Went to New York City and for the train ride, Eva pressed a book into my hands. She said that I could finish it in one read. Great! I love to read, especially on trains. But there was a problem. The title of this book? Spontaneous Human Combustion. Yes, yes, that's the title and it IS about people just bursting into flames and dying. It wasn't a joke book either. Rather a scholarly and well-documented look at this, um, mysterious occurrence.
Eva: Yes, dear.
Eva: Oh, it seems like you wouldn't want to read such a book, but it really is an interesting subject, don't you think? Don't worry, dear, you'll love it. And you don't have to return it. Keep it for your library.
I glanced at the chapters. One was called A History of Incineration. Another was Heated Exchanges. There was also May the Force be Within You. I did not take this book with me on the train.
When I returned to Washington, DC, I was riding the metro and saw an advertisement on the wall that I had seen once before.
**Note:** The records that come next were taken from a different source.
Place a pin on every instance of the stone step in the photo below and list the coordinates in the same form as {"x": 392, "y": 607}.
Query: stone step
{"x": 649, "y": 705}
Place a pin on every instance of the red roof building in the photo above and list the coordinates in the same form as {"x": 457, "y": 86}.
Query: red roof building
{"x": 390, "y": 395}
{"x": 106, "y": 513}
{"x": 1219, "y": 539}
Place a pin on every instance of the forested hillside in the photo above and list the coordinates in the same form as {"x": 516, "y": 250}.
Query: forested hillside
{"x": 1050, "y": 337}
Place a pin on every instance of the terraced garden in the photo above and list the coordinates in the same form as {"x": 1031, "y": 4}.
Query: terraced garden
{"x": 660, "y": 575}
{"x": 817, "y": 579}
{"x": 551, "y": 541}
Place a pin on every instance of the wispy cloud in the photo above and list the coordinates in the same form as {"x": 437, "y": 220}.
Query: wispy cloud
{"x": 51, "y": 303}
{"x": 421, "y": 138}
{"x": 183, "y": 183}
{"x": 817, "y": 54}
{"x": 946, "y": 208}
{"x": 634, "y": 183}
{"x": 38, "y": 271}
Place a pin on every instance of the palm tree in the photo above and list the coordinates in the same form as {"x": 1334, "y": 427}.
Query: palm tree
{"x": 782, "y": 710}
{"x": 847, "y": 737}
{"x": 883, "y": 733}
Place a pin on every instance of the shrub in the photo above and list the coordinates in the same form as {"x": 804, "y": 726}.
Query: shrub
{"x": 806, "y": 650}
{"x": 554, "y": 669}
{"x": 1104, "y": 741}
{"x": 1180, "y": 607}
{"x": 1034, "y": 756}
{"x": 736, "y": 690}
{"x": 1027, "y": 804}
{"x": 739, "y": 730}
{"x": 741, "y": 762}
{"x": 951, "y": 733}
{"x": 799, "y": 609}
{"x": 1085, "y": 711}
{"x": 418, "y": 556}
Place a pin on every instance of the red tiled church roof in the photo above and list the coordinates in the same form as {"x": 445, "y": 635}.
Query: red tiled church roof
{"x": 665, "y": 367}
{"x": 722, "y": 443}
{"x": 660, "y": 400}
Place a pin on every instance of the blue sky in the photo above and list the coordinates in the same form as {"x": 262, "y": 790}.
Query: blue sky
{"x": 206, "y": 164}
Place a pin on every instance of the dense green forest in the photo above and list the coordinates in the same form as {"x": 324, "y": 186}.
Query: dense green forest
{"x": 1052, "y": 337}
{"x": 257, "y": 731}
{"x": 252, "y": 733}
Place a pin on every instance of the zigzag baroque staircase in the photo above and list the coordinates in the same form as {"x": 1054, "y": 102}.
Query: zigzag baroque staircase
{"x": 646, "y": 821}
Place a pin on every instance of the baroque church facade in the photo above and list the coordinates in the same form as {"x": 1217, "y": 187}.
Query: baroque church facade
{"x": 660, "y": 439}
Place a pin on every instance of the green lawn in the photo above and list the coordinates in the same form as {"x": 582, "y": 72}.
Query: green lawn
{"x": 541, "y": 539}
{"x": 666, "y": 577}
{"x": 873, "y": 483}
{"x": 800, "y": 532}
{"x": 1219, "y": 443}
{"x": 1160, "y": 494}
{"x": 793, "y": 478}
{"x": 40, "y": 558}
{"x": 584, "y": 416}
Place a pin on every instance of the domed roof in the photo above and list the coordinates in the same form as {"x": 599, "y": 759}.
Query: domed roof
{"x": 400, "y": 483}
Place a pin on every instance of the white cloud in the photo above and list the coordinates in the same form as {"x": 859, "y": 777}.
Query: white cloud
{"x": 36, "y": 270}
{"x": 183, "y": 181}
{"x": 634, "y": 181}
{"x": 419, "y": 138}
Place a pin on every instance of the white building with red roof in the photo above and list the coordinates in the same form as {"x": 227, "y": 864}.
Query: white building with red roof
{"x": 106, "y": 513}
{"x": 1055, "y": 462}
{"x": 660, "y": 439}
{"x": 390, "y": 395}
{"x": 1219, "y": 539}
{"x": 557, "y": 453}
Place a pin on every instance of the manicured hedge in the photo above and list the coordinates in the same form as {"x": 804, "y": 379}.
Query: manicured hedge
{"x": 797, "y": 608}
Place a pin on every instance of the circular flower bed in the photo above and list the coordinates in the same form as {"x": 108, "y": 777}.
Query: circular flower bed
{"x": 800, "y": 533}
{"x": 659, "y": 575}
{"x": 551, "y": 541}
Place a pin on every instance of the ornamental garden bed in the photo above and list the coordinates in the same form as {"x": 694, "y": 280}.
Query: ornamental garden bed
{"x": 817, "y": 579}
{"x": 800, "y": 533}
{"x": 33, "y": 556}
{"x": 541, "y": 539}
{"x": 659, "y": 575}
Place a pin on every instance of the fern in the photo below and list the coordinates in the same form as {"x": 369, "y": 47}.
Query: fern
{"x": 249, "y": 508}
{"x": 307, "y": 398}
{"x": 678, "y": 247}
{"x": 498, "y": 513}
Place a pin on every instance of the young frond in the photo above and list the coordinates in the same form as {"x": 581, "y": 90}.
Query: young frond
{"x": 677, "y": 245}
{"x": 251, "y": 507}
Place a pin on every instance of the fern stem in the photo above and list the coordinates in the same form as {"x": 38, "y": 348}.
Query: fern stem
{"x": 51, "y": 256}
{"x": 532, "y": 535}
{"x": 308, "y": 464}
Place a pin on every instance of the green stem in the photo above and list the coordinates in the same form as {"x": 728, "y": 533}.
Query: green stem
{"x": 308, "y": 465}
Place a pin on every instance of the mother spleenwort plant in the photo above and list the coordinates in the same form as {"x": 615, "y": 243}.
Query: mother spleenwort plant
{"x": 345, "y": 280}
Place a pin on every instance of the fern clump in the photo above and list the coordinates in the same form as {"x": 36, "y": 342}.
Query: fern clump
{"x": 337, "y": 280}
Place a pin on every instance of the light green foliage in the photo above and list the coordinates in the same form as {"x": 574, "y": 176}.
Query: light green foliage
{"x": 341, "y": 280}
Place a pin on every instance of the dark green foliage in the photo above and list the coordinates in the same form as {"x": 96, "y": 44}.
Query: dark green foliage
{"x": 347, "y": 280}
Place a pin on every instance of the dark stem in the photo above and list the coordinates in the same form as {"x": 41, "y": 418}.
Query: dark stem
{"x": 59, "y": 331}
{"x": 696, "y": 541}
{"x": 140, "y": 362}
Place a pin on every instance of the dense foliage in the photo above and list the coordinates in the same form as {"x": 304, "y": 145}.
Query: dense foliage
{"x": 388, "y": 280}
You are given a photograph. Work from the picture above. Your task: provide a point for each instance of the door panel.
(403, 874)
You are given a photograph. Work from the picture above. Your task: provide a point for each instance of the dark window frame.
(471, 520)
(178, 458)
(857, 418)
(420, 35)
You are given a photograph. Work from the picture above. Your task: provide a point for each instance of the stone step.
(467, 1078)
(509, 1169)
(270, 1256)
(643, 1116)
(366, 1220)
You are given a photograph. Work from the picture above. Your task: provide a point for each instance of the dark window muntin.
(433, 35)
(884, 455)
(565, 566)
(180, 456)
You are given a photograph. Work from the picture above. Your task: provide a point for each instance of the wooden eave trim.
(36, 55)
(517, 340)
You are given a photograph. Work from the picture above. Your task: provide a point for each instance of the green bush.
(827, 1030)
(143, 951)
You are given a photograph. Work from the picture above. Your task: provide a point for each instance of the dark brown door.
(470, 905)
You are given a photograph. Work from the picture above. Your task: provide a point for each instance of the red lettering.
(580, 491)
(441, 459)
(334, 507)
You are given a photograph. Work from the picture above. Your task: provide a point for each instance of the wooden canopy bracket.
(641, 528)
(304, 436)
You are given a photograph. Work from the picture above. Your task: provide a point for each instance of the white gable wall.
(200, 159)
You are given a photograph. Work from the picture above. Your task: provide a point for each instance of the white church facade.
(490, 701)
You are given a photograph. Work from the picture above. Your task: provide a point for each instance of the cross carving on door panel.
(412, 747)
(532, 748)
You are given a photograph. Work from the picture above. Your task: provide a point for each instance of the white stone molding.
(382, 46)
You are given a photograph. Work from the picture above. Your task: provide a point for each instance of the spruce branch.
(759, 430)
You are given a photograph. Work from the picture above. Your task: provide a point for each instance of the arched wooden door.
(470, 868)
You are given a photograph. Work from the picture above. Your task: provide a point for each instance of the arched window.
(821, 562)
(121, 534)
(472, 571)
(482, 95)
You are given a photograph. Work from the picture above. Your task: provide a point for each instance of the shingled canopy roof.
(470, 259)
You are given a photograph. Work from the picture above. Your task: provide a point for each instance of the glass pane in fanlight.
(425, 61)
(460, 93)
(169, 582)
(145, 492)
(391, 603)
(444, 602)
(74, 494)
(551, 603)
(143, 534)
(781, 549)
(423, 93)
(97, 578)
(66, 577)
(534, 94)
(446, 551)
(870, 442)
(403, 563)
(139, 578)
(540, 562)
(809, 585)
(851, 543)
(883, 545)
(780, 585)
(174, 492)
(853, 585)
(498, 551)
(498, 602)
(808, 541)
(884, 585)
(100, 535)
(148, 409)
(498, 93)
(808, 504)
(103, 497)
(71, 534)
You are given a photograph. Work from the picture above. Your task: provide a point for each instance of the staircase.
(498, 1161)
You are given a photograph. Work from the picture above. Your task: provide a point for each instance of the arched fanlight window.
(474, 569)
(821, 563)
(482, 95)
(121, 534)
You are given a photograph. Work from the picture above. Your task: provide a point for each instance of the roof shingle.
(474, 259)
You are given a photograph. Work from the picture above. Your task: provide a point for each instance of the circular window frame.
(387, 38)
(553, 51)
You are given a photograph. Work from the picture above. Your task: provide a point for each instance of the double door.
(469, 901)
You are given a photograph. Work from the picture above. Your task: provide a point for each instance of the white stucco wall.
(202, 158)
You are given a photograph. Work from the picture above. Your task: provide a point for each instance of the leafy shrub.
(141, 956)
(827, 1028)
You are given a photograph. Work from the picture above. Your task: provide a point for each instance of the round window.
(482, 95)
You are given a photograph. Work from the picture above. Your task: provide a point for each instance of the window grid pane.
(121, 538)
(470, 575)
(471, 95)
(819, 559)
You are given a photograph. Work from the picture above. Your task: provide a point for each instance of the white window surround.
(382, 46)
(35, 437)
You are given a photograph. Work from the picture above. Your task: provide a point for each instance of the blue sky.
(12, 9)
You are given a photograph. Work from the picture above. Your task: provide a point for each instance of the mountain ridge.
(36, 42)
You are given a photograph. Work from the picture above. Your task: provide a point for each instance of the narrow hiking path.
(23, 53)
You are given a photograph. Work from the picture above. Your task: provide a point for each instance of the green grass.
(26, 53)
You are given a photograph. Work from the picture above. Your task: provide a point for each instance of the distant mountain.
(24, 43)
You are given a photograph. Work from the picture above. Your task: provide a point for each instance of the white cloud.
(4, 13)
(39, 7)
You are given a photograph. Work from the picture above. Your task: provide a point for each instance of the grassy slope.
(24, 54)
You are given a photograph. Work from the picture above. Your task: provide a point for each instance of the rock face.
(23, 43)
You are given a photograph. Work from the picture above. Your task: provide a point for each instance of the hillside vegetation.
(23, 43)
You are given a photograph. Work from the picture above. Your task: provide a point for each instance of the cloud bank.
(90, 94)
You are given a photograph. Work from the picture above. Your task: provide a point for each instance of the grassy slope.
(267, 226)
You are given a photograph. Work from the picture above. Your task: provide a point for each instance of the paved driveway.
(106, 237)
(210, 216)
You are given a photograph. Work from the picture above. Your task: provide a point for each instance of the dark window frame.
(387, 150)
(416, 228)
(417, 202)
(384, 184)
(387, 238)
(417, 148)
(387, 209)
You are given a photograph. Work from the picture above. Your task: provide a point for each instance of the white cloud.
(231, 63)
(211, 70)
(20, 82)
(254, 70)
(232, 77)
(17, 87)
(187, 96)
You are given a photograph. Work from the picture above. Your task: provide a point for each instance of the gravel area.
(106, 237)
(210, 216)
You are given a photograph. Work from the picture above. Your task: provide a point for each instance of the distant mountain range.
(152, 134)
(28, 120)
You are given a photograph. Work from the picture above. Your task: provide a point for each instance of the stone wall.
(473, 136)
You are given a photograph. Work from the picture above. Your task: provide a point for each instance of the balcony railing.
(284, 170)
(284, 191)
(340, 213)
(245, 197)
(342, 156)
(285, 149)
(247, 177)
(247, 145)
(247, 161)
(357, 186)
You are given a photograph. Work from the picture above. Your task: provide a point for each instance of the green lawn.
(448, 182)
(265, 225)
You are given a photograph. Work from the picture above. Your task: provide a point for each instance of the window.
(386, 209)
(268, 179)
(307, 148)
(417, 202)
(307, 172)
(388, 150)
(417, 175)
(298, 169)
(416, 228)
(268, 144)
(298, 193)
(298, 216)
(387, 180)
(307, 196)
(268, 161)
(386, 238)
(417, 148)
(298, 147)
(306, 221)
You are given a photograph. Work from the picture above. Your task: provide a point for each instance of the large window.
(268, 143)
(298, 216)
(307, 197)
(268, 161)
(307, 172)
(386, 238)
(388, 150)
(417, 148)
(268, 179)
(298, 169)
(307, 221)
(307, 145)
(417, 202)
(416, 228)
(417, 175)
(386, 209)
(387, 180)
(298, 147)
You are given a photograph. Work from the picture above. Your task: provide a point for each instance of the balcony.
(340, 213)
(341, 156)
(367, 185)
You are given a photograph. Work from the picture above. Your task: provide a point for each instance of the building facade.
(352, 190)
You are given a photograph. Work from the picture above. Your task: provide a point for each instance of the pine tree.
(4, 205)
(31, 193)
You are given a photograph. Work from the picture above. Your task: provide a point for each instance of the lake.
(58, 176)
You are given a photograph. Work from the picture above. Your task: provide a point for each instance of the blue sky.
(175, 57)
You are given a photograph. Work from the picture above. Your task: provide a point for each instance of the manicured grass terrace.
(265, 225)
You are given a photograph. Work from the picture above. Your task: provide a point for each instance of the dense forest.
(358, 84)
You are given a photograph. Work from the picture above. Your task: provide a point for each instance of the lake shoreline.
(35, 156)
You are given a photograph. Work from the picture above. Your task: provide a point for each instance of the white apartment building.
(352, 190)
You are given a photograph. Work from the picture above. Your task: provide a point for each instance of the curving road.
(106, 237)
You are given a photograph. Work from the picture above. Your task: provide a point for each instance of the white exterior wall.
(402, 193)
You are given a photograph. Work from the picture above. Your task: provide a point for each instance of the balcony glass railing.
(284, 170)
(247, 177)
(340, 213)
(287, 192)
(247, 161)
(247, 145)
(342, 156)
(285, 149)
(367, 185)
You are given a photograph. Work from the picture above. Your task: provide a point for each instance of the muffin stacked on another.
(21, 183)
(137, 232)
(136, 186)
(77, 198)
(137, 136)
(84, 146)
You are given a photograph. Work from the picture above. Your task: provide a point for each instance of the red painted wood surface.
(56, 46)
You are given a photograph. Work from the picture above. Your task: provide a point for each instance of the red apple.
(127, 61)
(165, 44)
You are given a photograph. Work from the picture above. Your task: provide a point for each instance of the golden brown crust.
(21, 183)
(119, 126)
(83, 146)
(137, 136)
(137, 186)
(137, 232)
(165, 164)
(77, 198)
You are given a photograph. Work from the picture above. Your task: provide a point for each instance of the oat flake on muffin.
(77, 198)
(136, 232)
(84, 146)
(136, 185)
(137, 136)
It reminded riders not to forget to take their teeth when they left the train. It went on to say that we would be surprised what people leave behind in their rush to get off the train. Surprised? That doesn't even come close. I mean, teeth?
All I know is that DC is uber strict about not allowing metro riders to bring food, candy, drinks, whatever, on the trains. The police get very antagonized if they even see you chew gum.
See, that's the problem. That attitude is so whacked. The way I see it, if people WERE allowed to eat while they ride, then the teeth would be so busy chewing, they couldn't be left to ride to the end of the line. I'm just saying.